En l’espèce, il résulte des pièces versées à la procédure, notamment de l’ordonnance de renvoi devant le tribunal correctionnel, que [L] [F] est décédée des suites d’une ingestion de méthadone à une dose mortelle. Lors de la perquisition effectuée au domicile de [N] [I], les enquêteurs découvraient des plaquettes vides de somnifères et des plaquettes vides de méthadone dans un sac et des plaquettes vides de méthadone, une fiole vide de méthadone dosée à 60 mg, 2 canettes de bière vides et un test de grossesse dans la poubelle ainsi que des médicaments divers et une boîte de 7 gélules de méthadone vide. Entendu sous le régime de la garde-à-vue, [N] [I] déclarait qu’il s’était disputé avec sa compagne car elle avait découvert qu’il avait bu et ingéré de la méthadone. Il s’était couché et lorsqu’il s’était réveillé vers 5h, il s’était aperçu que sa compagne respirait avec difficulté. Il constatait qu’il manquait toutes les boîtes de méthadone et de somnifères et avait tenté de la réveiller, en vain. Plus tard, voyant qu’elle respirait mieux, il ne s’était pas rendu compte du danger dans lequel elle se trouvait, pensant qu’elle avait dû jeter les boîtes de méthadone. Le rapport d’expertise toxicologique mettait en évidence une concentration potentiellement létale de méthadone dans le sang, ainsi que la présence d’autres médicaments. Il ne mentionnait pas la présence d’alcool. Le rapport d’autopsie confirmait que la cause du décès était d’origine toxique. Le rapport complémentaire d’autopsie ne pouvait déterminer si le syndrome asphyxique dû à une prise médicamenteuse toxique était la conséquence d’un surdosage poly-médicamenteux accidentel ou d’un geste suicidaire. Le dossier médical de [L] [C] révélait que la jeune femme présentait un état dépressif qui justifiait la prescription d’un traitement anti-dépresseur. Mme [R] [X] épouse [F] déclarait que sa fille ne consommait pas de produits stupéfiants ni d’alcool.
Il résulte de ce qui précède que [L] [F] ne pouvait ignorer les risques qu’elle prenait en absorbant de la méthadone, produit qu’elle reprochait à son compagnon de consommer alors qu’elle-même n’en consommait pas, selon sa mère, et en associant la méthadone à d’autres médicaments.

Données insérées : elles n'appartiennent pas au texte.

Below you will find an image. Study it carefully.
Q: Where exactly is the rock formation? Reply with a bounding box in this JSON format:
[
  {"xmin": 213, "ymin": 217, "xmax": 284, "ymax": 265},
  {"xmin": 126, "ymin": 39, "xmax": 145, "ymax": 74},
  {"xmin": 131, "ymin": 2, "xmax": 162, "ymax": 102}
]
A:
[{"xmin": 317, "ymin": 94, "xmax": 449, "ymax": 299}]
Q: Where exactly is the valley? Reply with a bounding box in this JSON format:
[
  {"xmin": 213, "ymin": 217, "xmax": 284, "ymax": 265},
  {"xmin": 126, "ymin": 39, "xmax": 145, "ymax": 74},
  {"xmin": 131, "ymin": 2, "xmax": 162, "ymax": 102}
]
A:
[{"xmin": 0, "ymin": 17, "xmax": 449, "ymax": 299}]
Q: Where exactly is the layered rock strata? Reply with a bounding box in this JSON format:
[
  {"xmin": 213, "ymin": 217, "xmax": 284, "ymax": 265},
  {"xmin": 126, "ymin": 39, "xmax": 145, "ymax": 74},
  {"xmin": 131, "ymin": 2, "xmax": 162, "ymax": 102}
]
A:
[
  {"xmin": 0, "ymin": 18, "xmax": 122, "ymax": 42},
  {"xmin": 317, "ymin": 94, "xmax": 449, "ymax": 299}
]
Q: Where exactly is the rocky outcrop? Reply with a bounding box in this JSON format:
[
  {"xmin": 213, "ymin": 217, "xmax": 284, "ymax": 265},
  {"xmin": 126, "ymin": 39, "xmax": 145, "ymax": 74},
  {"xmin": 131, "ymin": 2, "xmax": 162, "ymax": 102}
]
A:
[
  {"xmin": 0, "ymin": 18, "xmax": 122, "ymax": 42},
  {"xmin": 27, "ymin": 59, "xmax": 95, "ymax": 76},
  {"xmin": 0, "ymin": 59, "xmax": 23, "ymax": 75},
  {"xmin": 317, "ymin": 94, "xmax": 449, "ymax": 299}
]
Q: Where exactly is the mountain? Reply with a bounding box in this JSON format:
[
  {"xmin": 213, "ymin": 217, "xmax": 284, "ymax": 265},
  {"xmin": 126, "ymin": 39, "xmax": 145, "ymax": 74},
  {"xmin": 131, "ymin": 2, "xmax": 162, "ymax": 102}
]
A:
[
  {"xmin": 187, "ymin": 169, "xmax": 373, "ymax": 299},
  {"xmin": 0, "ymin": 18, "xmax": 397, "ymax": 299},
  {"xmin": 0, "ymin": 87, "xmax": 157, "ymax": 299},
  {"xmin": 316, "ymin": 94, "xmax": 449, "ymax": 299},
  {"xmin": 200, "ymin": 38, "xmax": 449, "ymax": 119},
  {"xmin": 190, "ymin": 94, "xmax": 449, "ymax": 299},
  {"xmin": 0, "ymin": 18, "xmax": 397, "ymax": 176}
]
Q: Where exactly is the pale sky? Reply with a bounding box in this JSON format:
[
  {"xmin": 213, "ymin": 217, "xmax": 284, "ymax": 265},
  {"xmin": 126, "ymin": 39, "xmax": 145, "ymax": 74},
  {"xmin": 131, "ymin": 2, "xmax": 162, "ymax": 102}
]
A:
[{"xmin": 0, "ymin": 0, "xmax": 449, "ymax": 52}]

Il est à craindre que l’ingestion d’une telle quantité de méthadone et de médicaments corresponde à un geste suicidaire dû à son état dépressif et à sa dispute avec son compagnon.

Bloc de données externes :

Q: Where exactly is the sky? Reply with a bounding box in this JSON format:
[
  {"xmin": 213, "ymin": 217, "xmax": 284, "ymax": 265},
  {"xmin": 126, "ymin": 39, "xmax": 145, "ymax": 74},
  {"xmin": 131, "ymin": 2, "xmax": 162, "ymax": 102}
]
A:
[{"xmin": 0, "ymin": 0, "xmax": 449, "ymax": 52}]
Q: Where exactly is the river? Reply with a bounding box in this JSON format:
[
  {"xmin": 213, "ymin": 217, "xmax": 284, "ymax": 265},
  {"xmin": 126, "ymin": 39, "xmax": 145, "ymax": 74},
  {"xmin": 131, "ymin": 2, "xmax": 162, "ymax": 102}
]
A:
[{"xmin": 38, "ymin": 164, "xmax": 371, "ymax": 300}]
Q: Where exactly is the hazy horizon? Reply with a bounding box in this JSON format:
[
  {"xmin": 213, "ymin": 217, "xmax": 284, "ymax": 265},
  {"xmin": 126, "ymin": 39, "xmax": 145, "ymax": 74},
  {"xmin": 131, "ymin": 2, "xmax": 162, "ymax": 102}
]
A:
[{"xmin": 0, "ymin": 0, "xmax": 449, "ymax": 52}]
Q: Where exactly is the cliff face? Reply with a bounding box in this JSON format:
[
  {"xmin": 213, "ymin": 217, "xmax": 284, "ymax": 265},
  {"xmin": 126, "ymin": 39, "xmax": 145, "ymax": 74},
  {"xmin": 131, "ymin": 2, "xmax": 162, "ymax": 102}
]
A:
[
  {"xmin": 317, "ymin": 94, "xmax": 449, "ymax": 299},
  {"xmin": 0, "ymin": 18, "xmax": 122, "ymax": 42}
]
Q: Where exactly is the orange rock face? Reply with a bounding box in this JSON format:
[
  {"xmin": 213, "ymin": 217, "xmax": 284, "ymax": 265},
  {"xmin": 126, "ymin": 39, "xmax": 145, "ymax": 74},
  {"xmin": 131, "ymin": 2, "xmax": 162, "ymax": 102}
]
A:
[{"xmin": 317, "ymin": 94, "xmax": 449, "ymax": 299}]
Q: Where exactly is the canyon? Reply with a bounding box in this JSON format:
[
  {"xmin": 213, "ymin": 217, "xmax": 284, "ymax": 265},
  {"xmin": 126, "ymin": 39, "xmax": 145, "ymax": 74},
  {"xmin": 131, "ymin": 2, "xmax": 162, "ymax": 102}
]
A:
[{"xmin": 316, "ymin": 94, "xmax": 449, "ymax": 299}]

Dans ces conditions, il n’appartient pas à la solidarité nationale d’indemniser la requérante de sa demande dès lors que, par son comportement, [L] [C] a favorisé la réalisation de l’infraction et, par voie de conséquence, la réalisation de son dommage.
La requête sera donc rejetée.
PAR CES MOTIFS :
La Commission, statuant après débats en chambre du conseil, par jugement contradictoire , en premier ressort, mis à disposition au greffe conformément à l’article 450 du code de procédure civile,
REJETTE la demande d’indemnité formulée par Mme [R] [C] ;
LAISSE les dépens à la charge du Trésor.
Le présent jugement a été signé par le Président et le Greffier.